Goro me dit que la notion d’expédition n’est pas étrangère à sa démarche : « Je suis toujours en expédition, c’est ma façon naturelle de travailler ». Cette précision renforce l’idée, déjà remarquée, à Tarragona que les artistes semblent assez à l’aise avec le type de démarche qu’implique le projet Expéditions. Le travail de résidence en immersion dans un territoire relativement inconnu ne constitue pas un important déplacement dans les habitudes du métier d’artiste, souvent rompu au fait de s’adapter au contexte de l’expérience, pour s’en servir comme matériau. Les artistes font partie d’une communauté d’in-dividus, mais le groupe qu’ils constituent dans la société ne préexiste derrière aucune charte. Sans être à l’opposé, les disciplines de recherches, y compris la recherche en arts plastiques, répondent à des exigences partagées à minima, permettant de rassembler un certain nombre de travaux sur des bases sensiblement similaires.

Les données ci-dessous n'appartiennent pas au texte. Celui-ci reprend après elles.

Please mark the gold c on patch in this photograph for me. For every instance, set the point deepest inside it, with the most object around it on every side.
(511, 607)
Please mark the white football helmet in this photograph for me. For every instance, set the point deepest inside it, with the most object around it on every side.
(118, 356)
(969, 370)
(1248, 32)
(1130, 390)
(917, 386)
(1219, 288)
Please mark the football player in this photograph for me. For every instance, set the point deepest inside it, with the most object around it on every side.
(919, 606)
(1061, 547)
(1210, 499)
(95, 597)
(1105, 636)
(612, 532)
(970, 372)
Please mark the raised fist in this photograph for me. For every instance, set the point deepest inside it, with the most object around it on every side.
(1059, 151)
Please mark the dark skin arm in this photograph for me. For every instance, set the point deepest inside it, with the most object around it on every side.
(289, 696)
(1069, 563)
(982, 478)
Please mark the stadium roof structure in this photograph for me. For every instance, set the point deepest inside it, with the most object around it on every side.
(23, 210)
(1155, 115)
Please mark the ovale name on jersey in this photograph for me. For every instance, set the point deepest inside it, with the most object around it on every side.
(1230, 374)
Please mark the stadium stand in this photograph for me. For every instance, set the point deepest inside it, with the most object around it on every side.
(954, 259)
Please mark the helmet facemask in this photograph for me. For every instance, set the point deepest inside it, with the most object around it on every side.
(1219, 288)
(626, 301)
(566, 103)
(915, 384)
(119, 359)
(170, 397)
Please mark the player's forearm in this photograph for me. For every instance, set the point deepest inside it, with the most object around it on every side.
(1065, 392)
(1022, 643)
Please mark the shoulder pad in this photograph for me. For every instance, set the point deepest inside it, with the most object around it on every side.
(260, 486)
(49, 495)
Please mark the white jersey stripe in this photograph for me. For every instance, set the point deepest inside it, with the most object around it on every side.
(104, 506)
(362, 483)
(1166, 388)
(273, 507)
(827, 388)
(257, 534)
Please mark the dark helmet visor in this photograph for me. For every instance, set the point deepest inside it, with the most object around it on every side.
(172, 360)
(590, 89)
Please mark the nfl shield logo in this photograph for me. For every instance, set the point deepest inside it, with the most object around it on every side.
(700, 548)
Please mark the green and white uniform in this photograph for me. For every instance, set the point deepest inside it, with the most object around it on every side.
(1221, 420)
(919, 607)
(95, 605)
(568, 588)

Depuis longtemps déjà les figures de l’ethnographe (Hal Foster) ou de l’anthropologue (Kozuth) sont utilisées pour qualifier les multiples postures que l’artiste engage à l’égard du monde, des interactions sociales engendrées et du rapport entre sa production et le contexte. De fait, la catégorie « artiste » est beaucoup plus poreuse qu’il n’y paraît. Elle regroupe des personnes qui ne sont pas nécessairement liées au monde de l’art. La construction mentale qui définit l’identité, la place et le rôle de l’artiste dans la réalité du monde est très étroite. Elle s’actualise en permanence de façon à « rattraper » le mouvement d’élargissement des activités artistiques, activités qui ne sont pas forcément revendiquées en ces termes.

À partir de la, je pense que la notion d’artiste désigne des individus engagés dans une activité au préalable « non identifiée » du fait qu’elle est capable de s’autogérer et de n’obéir qu’aux règles qu’elle se fixe, à savoir son propre cadre réflexif. Nous le voyons lorsque l’art rompt avec la tradition. Cette capacité n’est pas exclusive à l’art, mais elle y joue un rôle important dans la créativité et la recherche de modèles nouveaux. Par exemple, chez un peintre, dessiner correctement les formes et l’espace peut prendre autant de place que la déformation et la déconstruction du réel.

La personne qui décide d’étudier une réalité sociale en se fixant ses propres codes d’interprétation sans se référer à des règles scientifiquement reconnues projette sur le monde un regard chargé d’émotions, de sentiments, de questionnements et de doutes. Ce regard est entouré par son horizon personnel, son histoire, son vécu. Cette personne au travail s’adapte alors à la situation grâce à ses capacités créatives, celles qui lui permettront d’inventer les codes d’observation nécessaires à lecture et l’interprétation du monde et de faire une proposition de langage. Si certains artistes agissent dans le terrain connu de la tradition, d’autres font figure d’aventuriers. Évidemment, l’art n’est pas le seul domaine capable de faire acte d’aventure. L’attitude créative vers laquelle le projet Expéditions nous pousse est une posture qui est à la portée de toutes activités humaines. Elle agit sur notre propre cadre réflexif. Je remarque que les artistes explorateurs dans le projet Expéditions paraissent plus familiers à l’égard de cette démarche. L’éventail des pratiques artistiques en témoigne. De nombreux artistes reconnaissent que leur travail se développe souvent sur un terrain beaucoup plus instable, diffus et transversal. Au cours de leur expérience, ils traversent des contextes très différents et parfois très exposés. De ce point de vue là, le projet Expéditions nous engage.